"Not if you stir it good when the snitz are in. That's the time the
work begins. Here's your mom and Philip."
"Ach, Mom,"--Amanda ran to meet her mother--"this here's awful much
fun! I wish we'd boil apple butter every few days."
"Just wait once," said Millie, "till you're a little bigger and want to
go off to picnics or somewhere and got to stay home and help to stir
apple butter. Then you'll not like it so well. Why, Mrs. Hershey was
tellin' me last week how mad her girls get still if the apple butter's
got to be boiled in the hind part of the week when they want to be done
and dressed and off to visit or to Lancaster instead of gettin' their
eyes full of smoke stirrin' apple butter."
Mrs. Reist laughed.
"But," Amanda said with a tender glance at the hired girl, "I guess
Hershey's ain't got no Millie like we to help."
"Ach, pack off now with you," Millie said, trying to frown. "I got to
stop this spoilin' you. You don't think I'd stand in the hot sun and
stir apple butter while you go off on a picnic or so when you're big
enough to help good?"
"But that's just what you would do! I know you! Didn't you spend almost
your whole Christmas savin' fund on me and Phil last year?"

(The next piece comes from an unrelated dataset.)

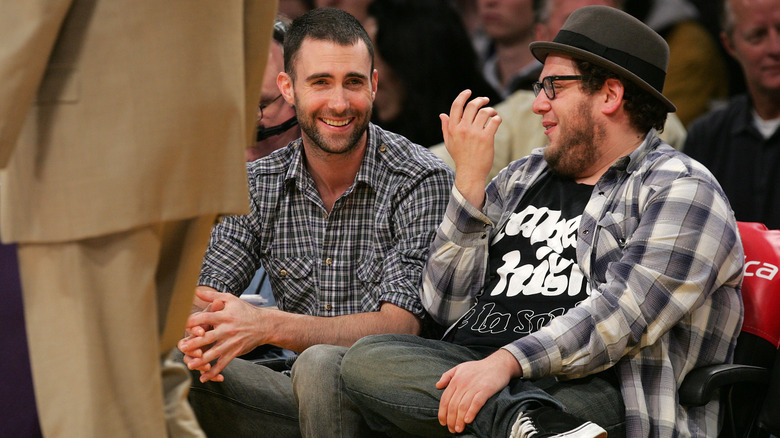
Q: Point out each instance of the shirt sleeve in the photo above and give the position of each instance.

"Ach, you talk too much! Let me be, now, I got to boil apple butter."
Philip ran for several boxes and old chairs and put them under a
spreading cherry tree. "We take turns stirrin'," he explained, "so
those that don't stir can take it easy while they wait their turn.
Jiminy Christmas, guess we'll have a regular party to-day. All of us
are in it, and Aunt Rebecca's comin', and Lyman Mertzheimer, and I
guess Martin Landis, and mebbe some of the little Landis ones and the
whole Crow Hill will be here. Here comes Millie with the snitz!"